-----Original Message-----
From: Tom Horsley tomhorsley@adelphia.net Sent: Nov 7, 2006 9:41 AM To: fedora-list@redhat.com Cc: For users of Fedora fedora-list@redhat.com Subject: Re: why did FC6 install a XEN kernel on my inspiron?
My system can support Xen, but I was also surprised to find nothing except a Xen kernel installed when I did a clean install. I had to install the non-Xen kernel via yum.
I don't know if you can run yum install from rescue mode, but that might be an option to get the non-Xen kernel if you can't boot at all with the Xen kernel.
i believe my error was that i've never played with XEN before and, during the install, i selected "virtualization" thinking, "hey, maybe i'll get around to playing with that some day."
as i read it now, selecting that was what gave me the XEN kernel to begin with, is that right?
rday
On Tuesday 07 November 2006 14:51, Robert P. J. Day wrote:
-----Original Message-----
From: Tom Horsley tomhorsley@adelphia.net Sent: Nov 7, 2006 9:41 AM To: fedora-list@redhat.com Cc: For users of Fedora fedora-list@redhat.com Subject: Re: why did FC6 install a XEN kernel on my inspiron?
My system can support Xen, but I was also surprised to find nothing except a Xen kernel installed when I did a clean install. I had to install the non-Xen kernel via yum.
I don't know if you can run yum install from rescue mode, but that might be an option to get the non-Xen kernel if you can't boot at all with the Xen kernel.
i believe my error was that i've never played with XEN before and, during the install, i selected "virtualization" thinking, "hey, maybe i'll get around to playing with that some day."

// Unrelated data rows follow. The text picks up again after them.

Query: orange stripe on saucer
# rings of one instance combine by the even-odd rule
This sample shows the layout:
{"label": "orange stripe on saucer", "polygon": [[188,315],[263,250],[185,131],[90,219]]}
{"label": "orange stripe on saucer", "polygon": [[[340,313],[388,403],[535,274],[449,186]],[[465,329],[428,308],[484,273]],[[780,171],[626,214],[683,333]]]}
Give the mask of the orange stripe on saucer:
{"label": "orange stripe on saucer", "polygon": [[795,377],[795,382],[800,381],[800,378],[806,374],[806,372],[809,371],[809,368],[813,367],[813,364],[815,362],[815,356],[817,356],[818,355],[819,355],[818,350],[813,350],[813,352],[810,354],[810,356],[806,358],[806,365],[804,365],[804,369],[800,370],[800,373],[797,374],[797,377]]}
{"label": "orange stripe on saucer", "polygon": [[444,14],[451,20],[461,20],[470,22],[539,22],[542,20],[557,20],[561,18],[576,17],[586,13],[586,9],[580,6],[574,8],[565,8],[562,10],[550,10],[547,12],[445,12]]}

as i read it now, selecting that was what gave me the XEN kernel to begin with, is that right?
rday
That's what I found. If you select virtulization during the install it only seems to installl the Xen kernel. Don't know if that's a bug or a feature ;-)
Tony
On Tue, 7 Nov 2006, Tony Molloy wrote:
That's what I found. If you select virtulization during the install it only seems to installl the Xen kernel. Don't know if that's a bug or a feature ;-)
It is probably a feature. If you are going to run xen subsystems, the base domain needs to be running xen as well (or more precisely a 0-domain on top of a xen hypervisor).